We'll cover an often-used subset of these tools' capabilities and learn that a lot can be achieved without having to know anything at all about the internal Perl API. But a number of powerful features will have to wait until the section "Meaty Extensions" in Chapter 20, Perl Internals .
This chapter requires you to have the following modules handy: C::Scan, Data::Flow, both required by h2xs and available from CPAN, and the gd library for creating GIF files, downloadable from www.boutell.com .
Figure 18.1 shows a file called testmatrix.pl making a call to an underlying Matrix library written in C. To bind the two sets of code together, we need to have some glue code, indicated by the dark gray boxes.
XS and SWIG both create this glue code in two files - a Perl module and a C wrapper file - and address the following issues:
C header files (such as Matrix.h ) contain data structure declarations, preprocessor macros, publicly accessible variables, and function prototypes - essentially, the interface for a C library. You are typically not interested in making everything available to a Perl script; there's nothing worse than attempting C programming in Perl. In most cases, it suffices to export a subset of public functions, and some constants (which are available as initialized variables, #define 's, or enum s). We refer to them collectively as the public interface and extract them into a public header file.
Figure 18.2 shows how the Matrix library's header file is used as input for the two sets of tools.
The public header file may contain complex C declarations. SWIG expects you, the extension developer, to boil the interface down to a still simpler form and express it in its interface definition language. Fortunately, this language is close enough to ANSI C and simple C++ that a large number of header files don't need any translation at all. From the interface description, SWIG generates the glue code; in the Matrix case, it will be Matrix.pm and Matrix_wrap.c . If your system supports dynamic linking (shared libraries on Unix, and DLLs on Windows), and if the Perl executable has been built to use it, all that is left to be done is to convert the glue code and your C library into a dynamic library. If dynamic linking is not an option, then a new Perl executable is generated by statically linking the Perl archive library ( libperl.a on Unix or perl.lib on Microsoft Windows) with the pieces of code mentioned above.
h2xs and xsubpp take a slightly different approach. h2xs understands C header files (but not C++) and converts all constants and function prototypes to a meta language called XS. But a function declaration may still be too complex for scripting purposes, so this approach expects you to twiddle with the .xs file produced by h2xs and take the necessary steps to simplify the interface. Of course, the hand conversion is unnecessary if the interface is already simple enough. The XS language is a mixture of C and funny keywords and provides directives for you to override the glue code produced by xsubpp .

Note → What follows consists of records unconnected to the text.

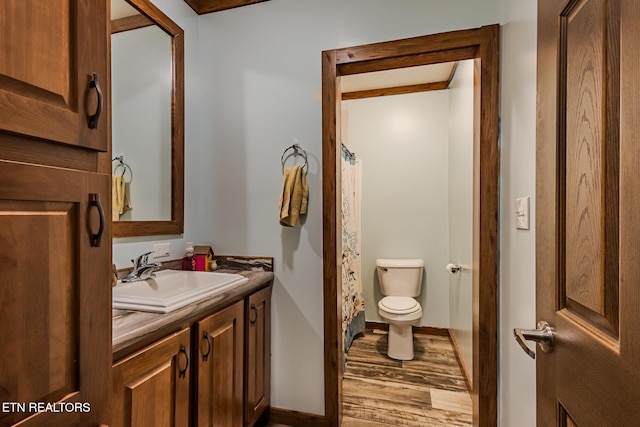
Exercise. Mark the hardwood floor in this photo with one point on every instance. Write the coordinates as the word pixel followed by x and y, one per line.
pixel 427 391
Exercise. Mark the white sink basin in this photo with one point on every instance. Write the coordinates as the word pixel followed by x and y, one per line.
pixel 172 289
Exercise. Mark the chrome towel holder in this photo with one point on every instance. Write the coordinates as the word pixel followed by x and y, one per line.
pixel 297 151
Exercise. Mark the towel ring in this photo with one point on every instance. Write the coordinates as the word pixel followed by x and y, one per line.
pixel 124 166
pixel 297 151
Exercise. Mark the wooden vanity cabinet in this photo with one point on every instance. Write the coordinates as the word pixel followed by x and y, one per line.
pixel 220 368
pixel 55 323
pixel 151 387
pixel 257 389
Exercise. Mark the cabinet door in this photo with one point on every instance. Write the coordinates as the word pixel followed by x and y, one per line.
pixel 49 52
pixel 55 292
pixel 151 387
pixel 258 355
pixel 219 373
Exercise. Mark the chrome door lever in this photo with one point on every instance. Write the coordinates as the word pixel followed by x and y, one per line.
pixel 543 336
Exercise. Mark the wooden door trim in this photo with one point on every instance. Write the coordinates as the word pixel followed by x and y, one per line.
pixel 482 45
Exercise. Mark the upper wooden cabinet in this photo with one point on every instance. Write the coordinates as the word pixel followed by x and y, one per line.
pixel 49 54
pixel 208 6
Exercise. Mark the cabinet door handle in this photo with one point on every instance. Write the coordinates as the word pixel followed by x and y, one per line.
pixel 205 337
pixel 253 316
pixel 183 371
pixel 94 201
pixel 95 117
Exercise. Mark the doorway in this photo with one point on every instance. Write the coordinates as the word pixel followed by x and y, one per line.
pixel 481 45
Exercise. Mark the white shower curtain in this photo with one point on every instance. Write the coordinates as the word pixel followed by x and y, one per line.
pixel 353 318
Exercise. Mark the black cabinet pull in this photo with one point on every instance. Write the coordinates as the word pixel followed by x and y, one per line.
pixel 183 371
pixel 205 337
pixel 95 117
pixel 253 316
pixel 94 201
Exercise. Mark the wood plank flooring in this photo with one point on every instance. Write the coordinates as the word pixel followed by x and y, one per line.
pixel 427 391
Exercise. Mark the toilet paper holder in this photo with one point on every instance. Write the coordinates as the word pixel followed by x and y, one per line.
pixel 454 268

Incidentally, the code generated by both tools is quite similar, and it is perfectly acceptable to have some extensions built using the XS approach and some using SWIG. Which brings us to the question: which one should you use?

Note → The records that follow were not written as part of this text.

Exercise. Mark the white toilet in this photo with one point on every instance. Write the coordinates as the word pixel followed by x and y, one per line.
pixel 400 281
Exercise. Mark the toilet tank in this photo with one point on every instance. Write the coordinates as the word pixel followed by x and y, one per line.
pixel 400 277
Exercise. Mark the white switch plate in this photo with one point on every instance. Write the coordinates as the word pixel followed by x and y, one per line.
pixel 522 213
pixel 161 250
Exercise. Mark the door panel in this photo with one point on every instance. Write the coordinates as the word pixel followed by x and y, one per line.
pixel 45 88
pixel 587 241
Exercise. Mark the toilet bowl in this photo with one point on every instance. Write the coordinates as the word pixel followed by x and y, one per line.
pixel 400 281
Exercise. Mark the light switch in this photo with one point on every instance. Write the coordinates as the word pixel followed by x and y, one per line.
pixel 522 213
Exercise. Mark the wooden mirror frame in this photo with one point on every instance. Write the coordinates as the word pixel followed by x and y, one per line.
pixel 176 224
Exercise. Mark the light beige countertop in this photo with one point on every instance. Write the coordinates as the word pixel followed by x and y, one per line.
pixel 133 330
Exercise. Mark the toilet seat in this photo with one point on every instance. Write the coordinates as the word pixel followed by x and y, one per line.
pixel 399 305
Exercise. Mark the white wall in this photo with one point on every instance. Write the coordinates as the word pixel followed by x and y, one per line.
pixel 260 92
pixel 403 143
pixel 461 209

Differences in SWIG's and XS's features spring from differences in their design goals. SWIG is designed to help create a scripting language wrapper over a C library and supports Python, Tcl, and Guile in addition to Perl. In contrast, XS is designed only for Perl and allows for a number of Perlisms that SWIG cannot easily generalize to the other languages.
I prefer SWIG to the XS approach because it feels a lot cleaner, is far less internals-oriented than XS is, and supports multiple languages. In addition, it has excellent support for data structures (not just functions), whereas XS supports only functions. I build C++ and Java applications for a living, so my focus is typically more on the application than on the scripting frontend - I leave the choice of scripting language to the user. Your mileage may vary.

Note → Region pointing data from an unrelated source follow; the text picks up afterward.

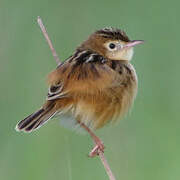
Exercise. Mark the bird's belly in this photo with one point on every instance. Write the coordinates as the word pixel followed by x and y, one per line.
pixel 105 108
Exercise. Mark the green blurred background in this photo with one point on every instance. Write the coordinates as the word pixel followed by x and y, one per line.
pixel 143 146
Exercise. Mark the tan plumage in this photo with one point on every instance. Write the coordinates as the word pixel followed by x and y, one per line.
pixel 94 86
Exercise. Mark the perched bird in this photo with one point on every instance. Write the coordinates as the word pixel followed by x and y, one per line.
pixel 94 86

You'll find that all modules in the Perl distribution and on CPAN are currently written by using XS. The chief reason is that XS comes bundled with Perl. Besides, it has supported powerful features such as typemaps since its inception, whereas SWIG has been beefed up only recently. If you have to understand or modify any of the CPAN modules, you have to know XS.
Both tools provide significant degrees of freedom to compensate for most deficiencies, so my advice is to pick one and go with it.